The Kanye-approved rapper, now on tour, breaks down the lyrics of his 'There's Alot Going On' EP

By Nolan Feeney
Updated July 29, 2016 at 01:50 PM EDT
Credit: Ollie Millington/Redferns

There’s a reason Kanye West tapped this Chicago native for The Life of Pablo: Vic Mensa has emerged as one of his generation’s most provocative and politically-minded voices in hip-hop, tackling topics ranging from police brutality and the Flint water crisis (on his recent There’s Alot Going On EP) to LGBT acceptance (on “Free Love,” a collaboration with Le1f, Halsey, Lil B, and Malik Yusef released in honor of LGBT Pride Month). Currently on the road for a summer tour, the 23-year-old breaks down his most notable rhymes in the new issue of EW, on stands now.

“There’s Alot Going On”

The lyrics: “Medication for depression that I cut cold turkey, had the kid manic/In an episode out in Hollywood, wilding out like Nick Cannon.”

The story: “I had been notably absent from releasing music for some time, and I wanted to make it understood where I’d been, what I was doing, and what events transpired to bring me to this point. It’s frightening, honestly, and very uncomfortable [to rap about mental health]. But I think the job of music is to comfort the disturbed and disturb the comfortable.”


The lyrics: “I heard a certain who’s who mad that I like the danger/Get your priorities straight like Hermione Granger.”

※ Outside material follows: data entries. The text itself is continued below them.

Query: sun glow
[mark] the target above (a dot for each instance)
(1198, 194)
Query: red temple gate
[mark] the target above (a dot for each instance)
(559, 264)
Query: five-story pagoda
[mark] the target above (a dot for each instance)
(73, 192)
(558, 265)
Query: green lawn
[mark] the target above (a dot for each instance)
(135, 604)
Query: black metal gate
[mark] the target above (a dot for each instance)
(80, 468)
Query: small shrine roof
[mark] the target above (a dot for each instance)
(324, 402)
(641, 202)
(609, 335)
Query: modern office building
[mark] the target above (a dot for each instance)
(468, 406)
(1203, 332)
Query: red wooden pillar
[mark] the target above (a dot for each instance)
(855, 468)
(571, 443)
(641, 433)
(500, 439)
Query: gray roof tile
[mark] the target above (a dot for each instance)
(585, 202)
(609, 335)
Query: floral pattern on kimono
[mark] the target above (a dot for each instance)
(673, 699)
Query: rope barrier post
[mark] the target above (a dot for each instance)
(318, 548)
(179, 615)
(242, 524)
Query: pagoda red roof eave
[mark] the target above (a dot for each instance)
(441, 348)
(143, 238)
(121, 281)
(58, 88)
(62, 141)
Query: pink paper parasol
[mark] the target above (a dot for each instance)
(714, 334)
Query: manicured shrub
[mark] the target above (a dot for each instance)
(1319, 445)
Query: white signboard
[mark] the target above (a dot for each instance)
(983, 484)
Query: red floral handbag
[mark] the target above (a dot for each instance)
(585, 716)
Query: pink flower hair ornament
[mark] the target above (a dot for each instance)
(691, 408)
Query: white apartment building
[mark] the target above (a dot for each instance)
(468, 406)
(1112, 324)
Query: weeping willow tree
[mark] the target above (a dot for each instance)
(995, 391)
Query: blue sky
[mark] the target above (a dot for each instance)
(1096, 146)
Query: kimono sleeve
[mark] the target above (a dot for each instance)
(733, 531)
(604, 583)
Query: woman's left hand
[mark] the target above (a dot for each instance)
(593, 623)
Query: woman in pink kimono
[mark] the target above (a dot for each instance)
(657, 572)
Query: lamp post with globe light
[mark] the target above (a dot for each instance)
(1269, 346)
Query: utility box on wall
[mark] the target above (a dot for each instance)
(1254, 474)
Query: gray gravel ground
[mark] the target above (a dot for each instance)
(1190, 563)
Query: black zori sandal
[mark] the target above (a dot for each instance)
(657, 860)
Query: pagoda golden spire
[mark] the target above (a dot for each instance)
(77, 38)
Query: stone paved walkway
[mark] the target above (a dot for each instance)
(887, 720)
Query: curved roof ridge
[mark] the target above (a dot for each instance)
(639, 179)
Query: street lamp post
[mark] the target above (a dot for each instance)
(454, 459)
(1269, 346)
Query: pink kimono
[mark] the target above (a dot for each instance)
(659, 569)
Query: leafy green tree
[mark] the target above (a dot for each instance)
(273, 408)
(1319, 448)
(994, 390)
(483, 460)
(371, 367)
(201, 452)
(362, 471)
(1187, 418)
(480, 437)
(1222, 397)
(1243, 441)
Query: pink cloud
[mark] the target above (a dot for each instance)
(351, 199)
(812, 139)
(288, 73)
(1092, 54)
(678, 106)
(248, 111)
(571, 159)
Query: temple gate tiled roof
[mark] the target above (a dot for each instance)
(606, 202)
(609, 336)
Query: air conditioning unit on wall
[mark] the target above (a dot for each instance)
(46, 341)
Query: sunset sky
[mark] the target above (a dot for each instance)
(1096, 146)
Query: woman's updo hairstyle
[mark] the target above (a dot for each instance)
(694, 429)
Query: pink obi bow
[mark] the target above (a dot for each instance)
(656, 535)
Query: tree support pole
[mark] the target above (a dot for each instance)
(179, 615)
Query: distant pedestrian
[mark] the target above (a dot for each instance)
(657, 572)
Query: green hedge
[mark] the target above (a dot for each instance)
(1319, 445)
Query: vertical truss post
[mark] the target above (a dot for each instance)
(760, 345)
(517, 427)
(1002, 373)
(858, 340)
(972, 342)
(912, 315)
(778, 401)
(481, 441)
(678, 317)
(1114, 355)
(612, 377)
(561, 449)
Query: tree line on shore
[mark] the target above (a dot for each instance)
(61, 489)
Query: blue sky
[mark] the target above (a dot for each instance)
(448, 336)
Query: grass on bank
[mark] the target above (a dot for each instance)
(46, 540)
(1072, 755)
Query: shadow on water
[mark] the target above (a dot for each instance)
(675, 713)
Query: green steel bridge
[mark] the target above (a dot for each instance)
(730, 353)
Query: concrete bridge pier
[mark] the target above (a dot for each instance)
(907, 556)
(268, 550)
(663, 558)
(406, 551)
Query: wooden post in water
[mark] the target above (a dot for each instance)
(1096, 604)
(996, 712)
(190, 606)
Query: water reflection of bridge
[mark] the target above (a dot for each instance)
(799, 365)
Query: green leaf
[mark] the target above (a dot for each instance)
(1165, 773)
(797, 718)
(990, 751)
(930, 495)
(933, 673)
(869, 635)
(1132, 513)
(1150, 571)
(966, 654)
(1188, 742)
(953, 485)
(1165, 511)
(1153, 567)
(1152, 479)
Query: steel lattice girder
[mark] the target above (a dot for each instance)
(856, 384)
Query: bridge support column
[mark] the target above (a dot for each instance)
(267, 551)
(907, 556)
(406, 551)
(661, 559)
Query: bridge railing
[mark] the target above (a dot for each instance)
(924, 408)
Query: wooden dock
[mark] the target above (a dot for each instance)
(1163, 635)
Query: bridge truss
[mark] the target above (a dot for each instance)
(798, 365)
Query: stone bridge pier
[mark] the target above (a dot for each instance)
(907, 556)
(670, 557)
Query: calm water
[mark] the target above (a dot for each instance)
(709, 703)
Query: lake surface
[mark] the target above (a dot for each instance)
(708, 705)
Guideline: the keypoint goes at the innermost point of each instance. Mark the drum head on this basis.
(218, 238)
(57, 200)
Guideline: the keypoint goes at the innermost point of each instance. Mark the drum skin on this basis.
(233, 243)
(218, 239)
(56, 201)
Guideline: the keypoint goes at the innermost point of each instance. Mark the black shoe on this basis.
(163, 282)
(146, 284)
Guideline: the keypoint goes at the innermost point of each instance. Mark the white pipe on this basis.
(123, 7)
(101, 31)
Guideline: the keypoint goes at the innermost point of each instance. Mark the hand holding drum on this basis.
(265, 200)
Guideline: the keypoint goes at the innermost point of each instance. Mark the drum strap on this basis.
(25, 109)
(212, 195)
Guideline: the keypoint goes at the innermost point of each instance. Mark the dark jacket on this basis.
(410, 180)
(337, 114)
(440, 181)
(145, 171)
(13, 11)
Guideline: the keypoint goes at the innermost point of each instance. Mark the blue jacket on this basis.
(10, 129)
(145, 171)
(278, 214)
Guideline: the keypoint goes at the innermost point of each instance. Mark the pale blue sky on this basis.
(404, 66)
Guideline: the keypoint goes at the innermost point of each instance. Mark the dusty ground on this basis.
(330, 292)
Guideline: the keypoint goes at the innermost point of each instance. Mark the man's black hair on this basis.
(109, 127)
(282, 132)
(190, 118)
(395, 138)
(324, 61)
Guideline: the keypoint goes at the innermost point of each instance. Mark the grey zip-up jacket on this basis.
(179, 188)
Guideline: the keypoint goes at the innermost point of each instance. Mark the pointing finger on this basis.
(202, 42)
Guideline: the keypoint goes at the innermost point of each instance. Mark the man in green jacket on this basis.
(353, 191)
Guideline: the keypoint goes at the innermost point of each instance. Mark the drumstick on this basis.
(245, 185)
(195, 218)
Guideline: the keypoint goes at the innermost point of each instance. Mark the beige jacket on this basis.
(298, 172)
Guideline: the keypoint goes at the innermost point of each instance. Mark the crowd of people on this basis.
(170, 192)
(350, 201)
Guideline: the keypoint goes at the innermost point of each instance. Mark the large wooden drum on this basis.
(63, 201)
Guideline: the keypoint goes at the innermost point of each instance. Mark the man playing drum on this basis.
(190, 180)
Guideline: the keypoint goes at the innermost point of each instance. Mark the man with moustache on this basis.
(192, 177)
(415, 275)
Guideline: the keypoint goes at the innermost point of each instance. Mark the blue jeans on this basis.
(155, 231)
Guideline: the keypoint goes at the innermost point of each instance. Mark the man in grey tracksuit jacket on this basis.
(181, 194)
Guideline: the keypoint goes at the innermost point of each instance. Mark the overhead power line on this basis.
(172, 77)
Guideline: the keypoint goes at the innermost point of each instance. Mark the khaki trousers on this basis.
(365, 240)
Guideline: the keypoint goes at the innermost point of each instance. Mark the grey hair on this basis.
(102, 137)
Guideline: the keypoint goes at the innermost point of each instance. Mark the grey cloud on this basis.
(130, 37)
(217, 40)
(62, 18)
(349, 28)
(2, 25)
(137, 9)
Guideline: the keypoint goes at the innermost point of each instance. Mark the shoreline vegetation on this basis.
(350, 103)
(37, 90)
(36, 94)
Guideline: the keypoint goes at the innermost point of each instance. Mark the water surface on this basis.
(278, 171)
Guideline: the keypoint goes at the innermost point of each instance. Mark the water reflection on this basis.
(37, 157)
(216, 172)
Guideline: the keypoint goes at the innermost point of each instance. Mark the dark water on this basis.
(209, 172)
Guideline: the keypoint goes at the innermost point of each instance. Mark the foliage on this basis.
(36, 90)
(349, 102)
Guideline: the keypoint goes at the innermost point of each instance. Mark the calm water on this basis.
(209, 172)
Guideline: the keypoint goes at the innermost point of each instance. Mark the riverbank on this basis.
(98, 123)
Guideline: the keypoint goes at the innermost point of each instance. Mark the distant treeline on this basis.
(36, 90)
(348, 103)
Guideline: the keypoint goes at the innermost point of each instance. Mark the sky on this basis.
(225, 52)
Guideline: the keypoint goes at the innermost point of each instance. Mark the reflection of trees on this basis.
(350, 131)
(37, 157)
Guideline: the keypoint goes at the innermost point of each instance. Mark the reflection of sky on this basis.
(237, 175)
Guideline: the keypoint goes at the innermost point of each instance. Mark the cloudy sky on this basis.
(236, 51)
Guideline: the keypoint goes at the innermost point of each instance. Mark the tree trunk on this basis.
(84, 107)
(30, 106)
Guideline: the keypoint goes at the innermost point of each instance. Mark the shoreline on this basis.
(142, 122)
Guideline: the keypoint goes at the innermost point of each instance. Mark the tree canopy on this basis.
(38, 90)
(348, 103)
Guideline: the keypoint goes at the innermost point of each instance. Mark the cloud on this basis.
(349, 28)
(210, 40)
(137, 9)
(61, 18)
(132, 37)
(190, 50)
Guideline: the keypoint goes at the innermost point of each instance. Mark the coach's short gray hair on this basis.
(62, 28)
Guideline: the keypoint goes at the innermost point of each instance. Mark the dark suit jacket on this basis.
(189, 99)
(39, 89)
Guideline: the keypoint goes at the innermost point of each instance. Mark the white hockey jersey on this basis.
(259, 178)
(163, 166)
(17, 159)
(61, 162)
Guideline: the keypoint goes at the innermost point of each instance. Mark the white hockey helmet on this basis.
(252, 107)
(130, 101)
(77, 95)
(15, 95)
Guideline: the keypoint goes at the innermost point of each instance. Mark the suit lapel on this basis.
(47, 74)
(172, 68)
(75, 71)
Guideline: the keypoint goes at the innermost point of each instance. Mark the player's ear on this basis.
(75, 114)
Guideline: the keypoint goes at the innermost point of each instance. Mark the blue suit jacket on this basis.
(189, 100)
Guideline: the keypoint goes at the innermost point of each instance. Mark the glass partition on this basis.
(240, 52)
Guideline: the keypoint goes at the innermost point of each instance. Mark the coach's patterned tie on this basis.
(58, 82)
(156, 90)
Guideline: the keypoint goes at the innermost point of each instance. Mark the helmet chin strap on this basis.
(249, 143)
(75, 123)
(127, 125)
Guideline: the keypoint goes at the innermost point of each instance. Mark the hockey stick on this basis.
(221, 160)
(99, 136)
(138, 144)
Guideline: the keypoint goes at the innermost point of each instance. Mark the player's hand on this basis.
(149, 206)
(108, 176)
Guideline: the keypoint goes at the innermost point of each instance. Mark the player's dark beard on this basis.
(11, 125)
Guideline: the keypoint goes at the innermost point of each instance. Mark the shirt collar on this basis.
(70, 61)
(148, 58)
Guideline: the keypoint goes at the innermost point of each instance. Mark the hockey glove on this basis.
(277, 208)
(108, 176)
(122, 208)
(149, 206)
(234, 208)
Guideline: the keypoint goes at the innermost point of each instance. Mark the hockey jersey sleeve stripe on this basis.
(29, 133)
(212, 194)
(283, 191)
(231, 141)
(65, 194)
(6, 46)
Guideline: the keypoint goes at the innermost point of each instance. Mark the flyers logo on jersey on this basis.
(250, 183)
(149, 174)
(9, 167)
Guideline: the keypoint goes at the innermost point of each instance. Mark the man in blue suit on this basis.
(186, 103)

The story: “I thought somebody somewhere would know the scene I was referencing and be like, ‘Oh, I’m a nerd too!’ I’m a huge Harry Potter fan—I read all the books, saw all the movies, and I’ll probably see the play when I go to London. When I was on tour with Disclosure, I would say everything in a Harry Potter accent. When they were on stage, I’d just scream Harry Potter lines in the backstage area and say everything like I was Ron Weasley.”

“U Mad” feat. Kanye West

The lyrics: “Hater, please let me live my life, swear to God I be tryna do right/But if she bad I might hit a bitch in the elevator like Ray Rice.”

The story: ”With that line, I just went too far. I was at a point when I had forgotten a sense of responsibility to the people listening and to myself. I more or less was just feeling like, ‘Let me say whatever the f—k I want, whatever’s going to get a [gasps].’ It was a learning experience. It really made me remember how I’ve always approached rap music from a perspective of truth and importance. There was a lapse with that line.”

“Shades of Blue”

The lyrics: “They got Damn Daniel distracting you on Instagram/Back again with the all-white media coverage.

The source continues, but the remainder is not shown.